An attempt at modeling COPD epidemiological trends in France

Affiliations

An attempt at modeling COPD epidemiological trends in France

Pierre-Régis Burgel et al. Respir Res. .

Abstract

Background: Anticipating the future burden of chronic obstructive pulmonary disease (COPD) is required to develop adequate public health policies.

Methods: A dynamic population model was built to estimate COPD prevalence by 2025 using data collected during the most recent large general population study on COPD prevalence in France (2005) as baseline values. Sensitivity analyses were performed to test the effect of variations in key input variables.

Results: The model predicted a steady increase in crude COPD prevalence among subjects aged≥45 years from 2005 (prevalence estimate: 84.51‰) to 2025 (projected prevalence: 95.76‰, + 0.56‰/yr). There was a 4-fold increase in the prevalence of GOLD grade 3-4 cases, a 23% relative increase in women and a 21% relative increase in subjects ≥75 years. In sensitivity analyses, these temporal trends were robust. Factors associated with > 5% relative variations in projected 2025 prevalence estimates were baseline prevalence and severity distribution, incidence in women and severity of incident cases, transition rates between severity grades, and mortality.

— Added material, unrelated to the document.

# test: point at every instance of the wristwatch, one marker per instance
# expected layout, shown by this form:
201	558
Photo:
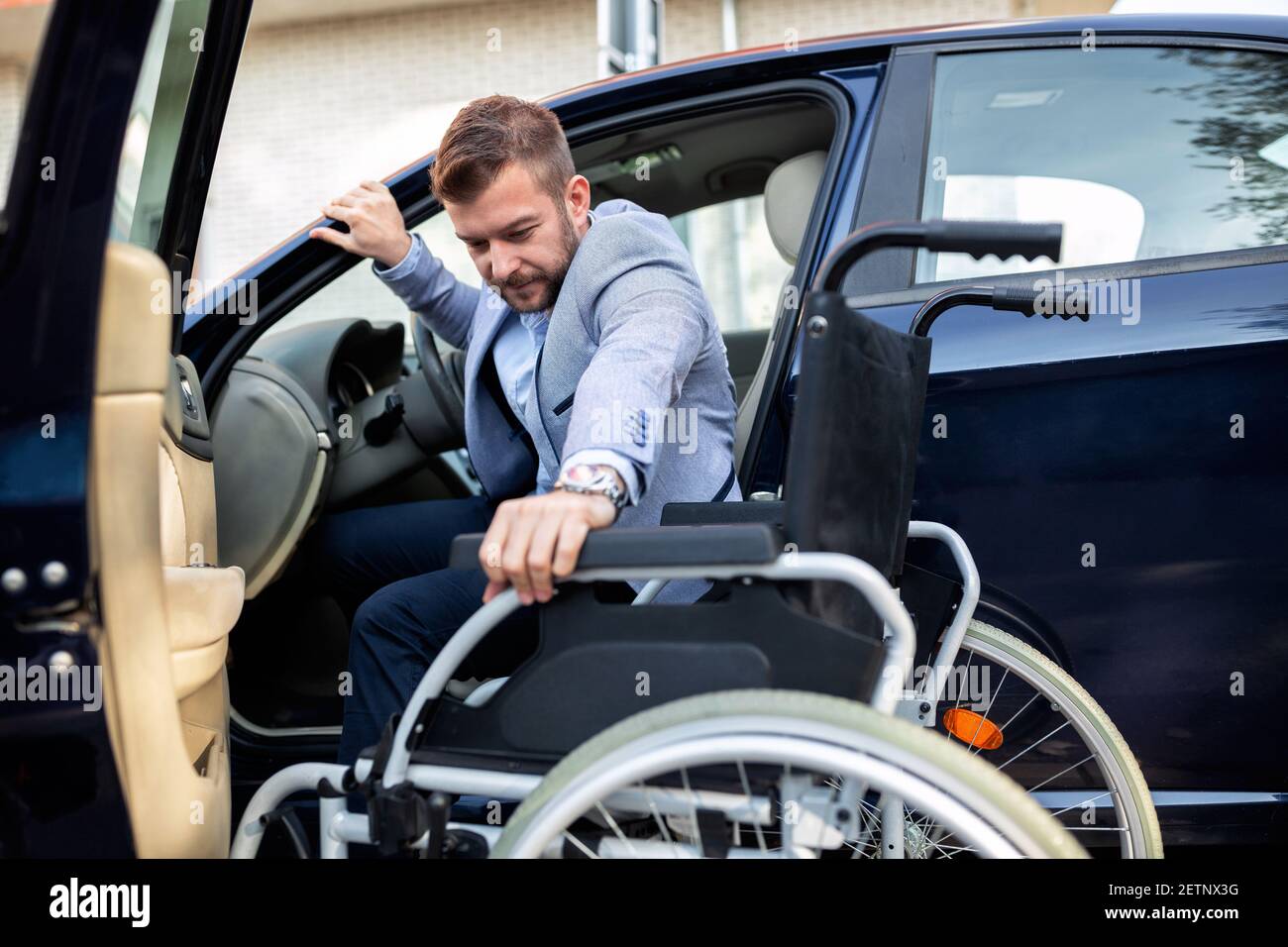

Conclusions: Projections of future COPD epidemiology consistently predict an increase in the prevalence of moderate-to-very severe COPD, especially due to increases among women and subjects aged ≥75 years. Developing robust prediction models requires collecting reliable data on current COPD epidemiology.

Keywords: COPD; Epidemiological model; Prevalence; Projection; Severity distribution.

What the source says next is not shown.